In some aspects, the techniques described herein relate to a non-transitory computer readable medium wherein the instructions further cause the processor to perform: obtaining at least one attribute associated with the first device, and wherein generating the at least one risk score includes using the at least one attribute to generate the at least one risk score.

In some aspects, the techniques described herein relate to a non-transitory computer readable medium wherein the instructions further cause the processor to perform: generating a recommendation, the recommendation including a time at which to execute the task; and providing the recommendation to the system, wherein the system is one selected from a group including an information technology service management (ITSM) system and a change implementer system.

In some aspects, the techniques described herein relate to a non-transitory computer readable medium wherein the indication is based on an assessment of the at least one risk score provided to the ITSM system and the recommendation, the assessment being performed using a change implementer system.

In some aspects, the techniques described herein relate to a non-transitory computer readable medium wherein the classifiers include descriptive labels that define commonality between the devices.

In some aspects, the techniques described herein relate to a non-transitory computer readable medium wherein when the indication indicates that the task is to be executed and the alert event is a service-adjacent or service-related alert event, the instructions further cause the processor to perform: determining when the task is executed; when it is determined that the task is executed, performing the service test to test a service supported across the devices; monitoring test results from the service test; and after the service test, updating each confidence score using the test results.

In various embodiments, any entity or apparatus as described herein may store data/information in any suitable volatile and/or non-volatile memory item such as a magnetic hard disk drive, solid state hard drive, semiconductor storage device, random access memory (RAM), read only memory (ROM), erasable programmable read only memory (EPROM), application specific integrated circuit (ASIC), etc., software, logic, hardware, and/or in any other suitable component, device, element, and/or object as may be appropriate. Logic may include, but is not limited to including, fixed logic, hardware logic, programmable logic, analog logic, and/or digital logic. Any of the memory items discussed herein may be construed as being encompassed within the broad term “memory element.” Data or information being tracked and/or sent to one or more entities as discussed herein may be provided in any suitable database, table, register, list, cache, storage, and/or storage structure, all of which may be referenced at any suitable timeframe.
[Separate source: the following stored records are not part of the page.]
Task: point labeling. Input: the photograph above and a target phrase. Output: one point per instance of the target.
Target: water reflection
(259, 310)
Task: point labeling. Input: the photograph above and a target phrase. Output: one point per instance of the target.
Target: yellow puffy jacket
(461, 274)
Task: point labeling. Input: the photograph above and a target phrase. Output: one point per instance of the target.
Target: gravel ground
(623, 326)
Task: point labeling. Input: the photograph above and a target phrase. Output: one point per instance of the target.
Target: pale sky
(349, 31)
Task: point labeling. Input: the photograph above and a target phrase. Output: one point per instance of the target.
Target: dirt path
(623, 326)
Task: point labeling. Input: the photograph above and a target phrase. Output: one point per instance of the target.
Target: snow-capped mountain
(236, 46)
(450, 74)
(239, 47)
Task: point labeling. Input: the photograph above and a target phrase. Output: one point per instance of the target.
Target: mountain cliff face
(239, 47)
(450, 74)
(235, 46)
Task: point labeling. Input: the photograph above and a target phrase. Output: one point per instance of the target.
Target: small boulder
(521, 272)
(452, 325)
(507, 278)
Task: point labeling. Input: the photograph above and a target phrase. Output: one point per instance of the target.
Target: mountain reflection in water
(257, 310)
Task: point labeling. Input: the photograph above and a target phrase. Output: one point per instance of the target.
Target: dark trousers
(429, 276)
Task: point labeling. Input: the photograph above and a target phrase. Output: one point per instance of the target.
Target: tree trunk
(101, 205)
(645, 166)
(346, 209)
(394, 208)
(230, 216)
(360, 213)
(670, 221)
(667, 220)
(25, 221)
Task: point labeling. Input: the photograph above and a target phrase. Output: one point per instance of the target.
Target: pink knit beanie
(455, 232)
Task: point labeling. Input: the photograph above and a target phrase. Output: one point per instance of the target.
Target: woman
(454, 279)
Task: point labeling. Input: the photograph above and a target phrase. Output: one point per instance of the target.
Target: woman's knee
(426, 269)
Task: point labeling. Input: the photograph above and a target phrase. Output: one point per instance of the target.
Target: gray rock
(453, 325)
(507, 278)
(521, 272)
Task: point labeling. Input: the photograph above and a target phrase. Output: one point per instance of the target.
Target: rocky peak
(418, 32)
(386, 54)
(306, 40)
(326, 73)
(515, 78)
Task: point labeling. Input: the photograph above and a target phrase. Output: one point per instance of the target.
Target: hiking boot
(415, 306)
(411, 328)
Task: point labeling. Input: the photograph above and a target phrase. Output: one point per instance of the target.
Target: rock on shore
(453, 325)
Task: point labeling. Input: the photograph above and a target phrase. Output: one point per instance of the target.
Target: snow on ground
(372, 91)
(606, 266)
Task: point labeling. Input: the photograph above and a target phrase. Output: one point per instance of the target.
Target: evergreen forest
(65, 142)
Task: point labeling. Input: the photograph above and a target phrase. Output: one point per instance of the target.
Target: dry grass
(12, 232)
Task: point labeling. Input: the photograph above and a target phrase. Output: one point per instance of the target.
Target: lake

Any such storage options may also be included within the broad term “memory element” as used herein.

It should be understood that in certain example implementations, operations as set forth herein may be implemented by logic encoded in one or more tangible media that is capable of storing instructions and/or digital information and may be inclusive of non-transitory tangible media and/or non-transitory computer readable storage media. The logic may include, but is not limited to including, embedded logic provided in an ASIC, digital signal processing (DSP) instructions, software that potentially includes of object code and source code, etc. for execution by one or more processors, and/or other similar machines, etc. Generally, memory element(s) 754 and/or storage 756 may store data, software, code, instructions such as processor instructions, logic, parameters, combinations thereof, and/or the like used for operations described herein. Memory element(s) 754 and/or storage 756 may be able to store data, software, code, instructions such as processor instructions, logic, parameters, combinations thereof, or the like that are executed to carry out operations in accordance with teachings of the present disclosure.

In some instances, software of the present embodiments may be available via a non-transitory computer useable medium of a stationary or portable program product apparatus, downloadable file(s), file wrapper(s), object(s), package(s), container(s), and/or the like. A non-transitory computer useable medium may include, but is not limited to including, magnetic or optical mediums, magneto-optic mediums, CD-ROM, DVD, memory devices, etc. In some instances, non-transitory computer readable storage media may also be removable. For example, a removable hard drive may be used for memory or storage in some implementations. Other examples may include, but are not limited to including, optical and magnetic disks, thumb drives, flash drives, and smart cards that may be inserted into and/or otherwise connected to a computing device for transfer onto another computer readable storage medium.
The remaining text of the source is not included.